How many times have you heard news about the stalled Mideast peace process, failed talks in Northern Ireland, or increasing tensions and thought to yourself "If we could only get these mealy-mouthed diplomats out of the way and sit down and talk like real people!". Well, that's what Robert Egan thought, and in his new book Eating With the Enemy: how I waged peace with North Korea from my bbq shack in Hackensack, he explains how we went from being an ex-druggie high-school dropout to accompanying Senator Stewart Greenleaf (R-PA) on a trip to North Korea to negotiate for the recovery of the captured Navy ship the U.S.S. Pueblo.
Egan's initial interest was in finding MIAs and POWs still in Vietnam, and during the early 1980's he began inviting the Vietnamese delegation to the U.N. over to eat at his restaurant, '"Cubby's". He helped a Vietnamese official defect. He testified before a Senate Select Committee about missing POWs. The FBI began asking him questions. And in 1993, when North Korea wanted to establish a back-door diplomatic channel to the White House, the phone rang at Cubby's.

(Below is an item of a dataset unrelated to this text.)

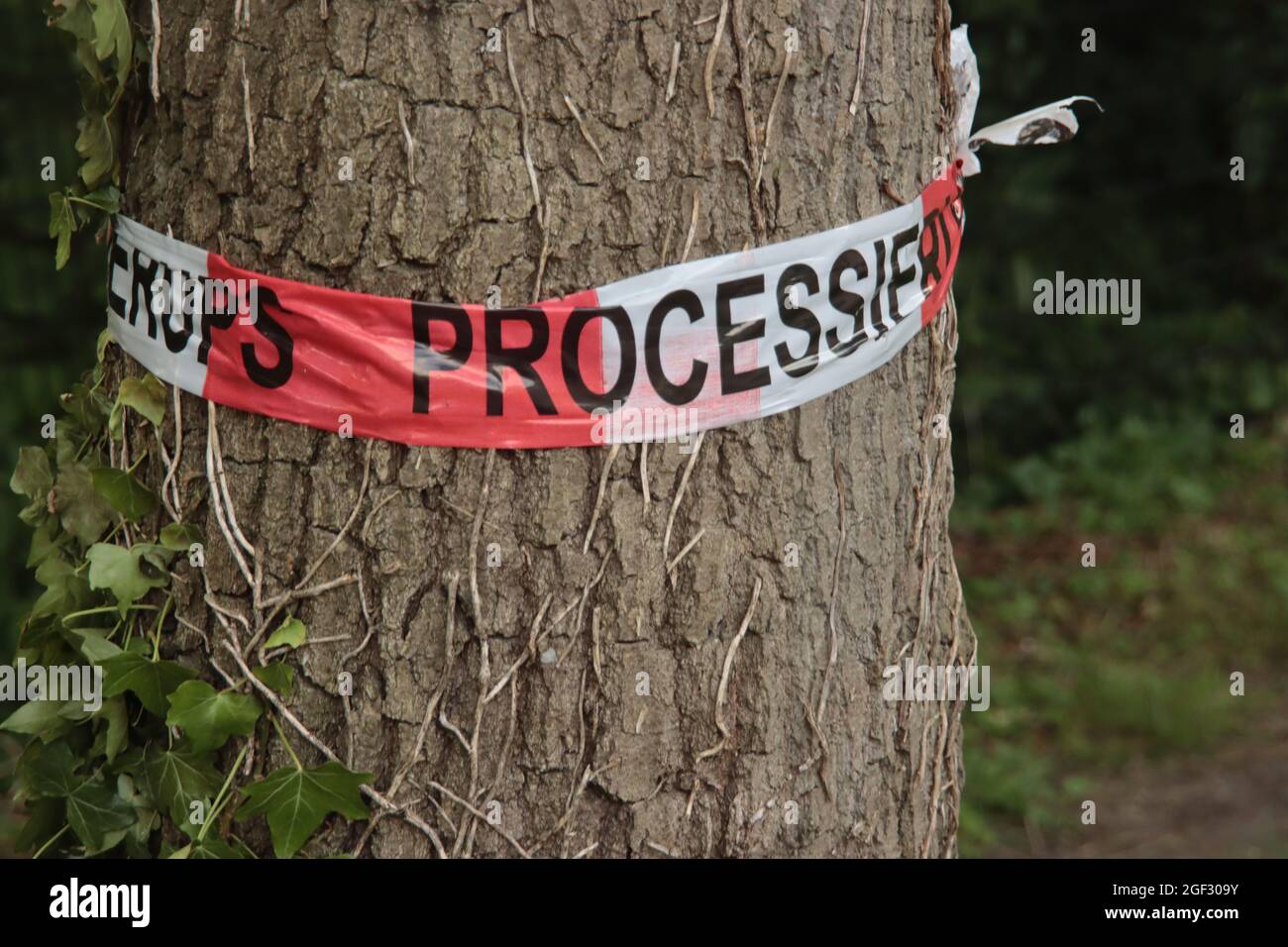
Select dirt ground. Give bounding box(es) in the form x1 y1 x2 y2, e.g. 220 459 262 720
1030 708 1288 858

This book reads a little like Tony Soprano meets Kim Jong Il, only without anyone getting whacked in an Italian restaurant. On the one hand you can't help agreeing with Egan's idea that "why can't an ordinary guy have a solution to an extraordinary problem?". But you also can't help feeling that he is in way over his head, and you won't be a bit surprised to find out that the U.S.S. Pueblo is still docked in the Taedong River. This book is just crying out to be made into a movie, but as far as changing the way we deal with foreign countries? Fuhgeddaboudit.